Rund 50 Ausflügler waren mit der Motorfähre „Anna“ auf dem Weg von Grünau zu den Müggelbergen. Nur noch wenige hundert Meter trennten sie vom Ausflugslokal „Schmetterlingshorst“. Da kreuzte der Dampfer „Hindenburg“ den Kurs der „Anna“ und rammte das Motorschiff. Das kleine Boot wurde stark beschädigt und sank, die Fahrgäste landeten im Wasser, 22 von ihnen bezahlten das Unglück mit ihrem Leben.

Das diese längst vergessene Katastrophe wieder publik geworden ist, verdanken wir Heinrich Langmaack vom Heimatverein Köpenick. Der Rentner hatte bei Recherchen zu anderen Köpenicker Themen Zeitungsausschnitte von 1916 gefunden und sich rund zwei Jahre mit dem Unglück auf der Dahme befasst. Heraus gekommen sind eine ausführliche Schilderung des Unglücks und eine Gedenktafel am Seeufer in der Nähe der Unglücksstelle. Für letztere hatte sich der Heimatverein Köpenick eingesetzt. Langmaack hat auch versucht, die Unglücksursache zu ermitteln. Obwohl es bereits eine Woche später einen Lokaltermin auf der Dahme gab, zu der auch der Unglücksdampfer „Hindenburg“ beordert wurde, gibt es aus heutiger Sicht keine wirkliche Klärung der Unglücksursachen. Vermutete zu hohe Geschwindigkeit des Dampfers konnte nicht belegt werden. Der Dampferkapitän Kannwischer hatte, nachdem die Fähre nicht auf seine Hornsignale reagiert hatte, sofort gestoppt. Trotzdem kam es zum Zusammenstoß. Der Dampferkapitän wurde in Untersuchungshaft genommen, einige Tage später freigelassen, dann wieder verhaftet. Vor Gericht erhielt der getötete Schiffsführer des Fährboots die Hauptschuld, der Kapitän der „Hindenburg“ erhielt ein Jahr Gefängnis. Der Unglücksdampfer selbst fuhr noch bis 1957 über Berliner Gewässer.

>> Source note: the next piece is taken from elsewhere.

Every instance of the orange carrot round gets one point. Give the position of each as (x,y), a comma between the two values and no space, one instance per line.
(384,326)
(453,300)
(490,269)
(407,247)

„Ein Grund für das Unglück dürfte die veraltete Schifffahrtsverordnung von 1896 gewesen sein. Weil seitdem die Anzahl von Sportbooten, vor allem mit Motorantrieb, zugenommen hatte, war bereits 1915 eine strengere Verordnung vorgelegt worden. Weil Wassersportler in mehreren Punkten Widerspruch einlegten, wurde die neue Vorschrift erst nach dem 1. Weltkrieg in Kraft gesetzt", berichtet Heinrich Langmaack.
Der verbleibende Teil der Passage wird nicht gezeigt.